The rules and gameplay mechanics of Assemblage are hereby licensed as CC0 (public domain).

Paradata

Much like soldiers in World War II who played poker with cards designed to help them identify the enemy, I wanted to design a card game that would encourage people to think about things archaeologically. Archaeologists are storytellers, so I wanted to test each player’s creativity to look at a series of (surprising) objects and an event, and to create a story linking everything together. Artifacts alone convey information, but taken together in a single context—an assemblage—they tell a story. Artifacts are the bones of our past, but when assembled produce a skeleton.

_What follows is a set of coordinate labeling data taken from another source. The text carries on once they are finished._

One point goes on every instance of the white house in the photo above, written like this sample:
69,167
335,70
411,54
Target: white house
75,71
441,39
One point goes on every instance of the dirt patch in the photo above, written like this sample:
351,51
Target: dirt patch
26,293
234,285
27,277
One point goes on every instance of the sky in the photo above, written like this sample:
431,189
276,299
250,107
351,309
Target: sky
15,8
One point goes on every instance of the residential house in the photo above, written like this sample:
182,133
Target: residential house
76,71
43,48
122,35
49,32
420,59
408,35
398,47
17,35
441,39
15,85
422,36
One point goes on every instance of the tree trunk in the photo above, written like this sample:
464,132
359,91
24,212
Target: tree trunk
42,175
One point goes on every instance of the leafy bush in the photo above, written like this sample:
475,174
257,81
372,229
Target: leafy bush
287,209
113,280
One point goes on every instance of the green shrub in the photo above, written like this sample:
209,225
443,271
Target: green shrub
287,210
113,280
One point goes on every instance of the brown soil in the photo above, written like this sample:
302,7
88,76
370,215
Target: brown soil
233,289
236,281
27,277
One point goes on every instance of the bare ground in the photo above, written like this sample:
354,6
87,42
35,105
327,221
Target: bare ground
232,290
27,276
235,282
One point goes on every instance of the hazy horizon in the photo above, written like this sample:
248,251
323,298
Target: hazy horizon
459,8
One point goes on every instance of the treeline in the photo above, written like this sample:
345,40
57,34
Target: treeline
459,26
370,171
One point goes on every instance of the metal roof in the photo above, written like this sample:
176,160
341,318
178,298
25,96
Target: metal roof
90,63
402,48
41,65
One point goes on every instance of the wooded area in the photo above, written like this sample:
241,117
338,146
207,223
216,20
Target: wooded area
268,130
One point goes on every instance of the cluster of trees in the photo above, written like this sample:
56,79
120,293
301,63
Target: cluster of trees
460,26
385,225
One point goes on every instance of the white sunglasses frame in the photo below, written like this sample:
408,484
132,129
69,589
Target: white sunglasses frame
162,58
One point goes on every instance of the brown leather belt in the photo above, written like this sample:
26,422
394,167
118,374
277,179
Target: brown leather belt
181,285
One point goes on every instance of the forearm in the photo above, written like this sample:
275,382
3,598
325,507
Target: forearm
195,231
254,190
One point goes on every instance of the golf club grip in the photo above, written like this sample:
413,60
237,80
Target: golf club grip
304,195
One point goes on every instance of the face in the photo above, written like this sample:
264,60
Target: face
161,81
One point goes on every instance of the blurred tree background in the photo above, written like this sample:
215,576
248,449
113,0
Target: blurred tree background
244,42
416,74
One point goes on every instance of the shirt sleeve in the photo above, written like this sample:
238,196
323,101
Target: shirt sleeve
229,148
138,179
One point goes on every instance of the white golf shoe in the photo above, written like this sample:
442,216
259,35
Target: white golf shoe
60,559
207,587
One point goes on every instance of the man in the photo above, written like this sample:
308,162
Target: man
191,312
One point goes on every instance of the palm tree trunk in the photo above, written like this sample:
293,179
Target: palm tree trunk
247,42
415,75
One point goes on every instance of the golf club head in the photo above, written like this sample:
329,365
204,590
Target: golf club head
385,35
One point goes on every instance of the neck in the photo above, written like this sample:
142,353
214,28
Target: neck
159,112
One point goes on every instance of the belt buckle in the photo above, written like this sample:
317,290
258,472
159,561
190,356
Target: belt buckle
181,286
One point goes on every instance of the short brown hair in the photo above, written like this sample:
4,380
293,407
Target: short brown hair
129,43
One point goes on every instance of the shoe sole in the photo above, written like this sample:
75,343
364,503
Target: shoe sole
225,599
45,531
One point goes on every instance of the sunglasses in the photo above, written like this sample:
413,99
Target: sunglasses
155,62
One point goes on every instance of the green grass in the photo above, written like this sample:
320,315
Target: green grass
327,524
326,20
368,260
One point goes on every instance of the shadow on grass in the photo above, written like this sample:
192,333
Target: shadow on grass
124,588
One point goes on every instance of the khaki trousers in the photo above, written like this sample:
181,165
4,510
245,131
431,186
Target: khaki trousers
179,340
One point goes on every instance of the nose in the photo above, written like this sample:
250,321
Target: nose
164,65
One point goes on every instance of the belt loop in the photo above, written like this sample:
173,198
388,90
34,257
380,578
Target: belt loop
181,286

To make the game, I first developed and wrote the rules, thinking about how to use unrelated images to create some kind of connection. Once the mechanics and rules were done, I found a bunch of oddball artifact images online (which for this prototype should be classed as “fair use”), and dropped them into InDesign CS5 to create the initial deck of 84 cards, plus 18 hazard cards and 24 events cards, the artifacts and events provided without explanation or interpretation, and the hazards drawn from real-world archaeological perils. For the prototype, the actual identification of the artifacts has been removed, although I might add them back as a kind of answer key.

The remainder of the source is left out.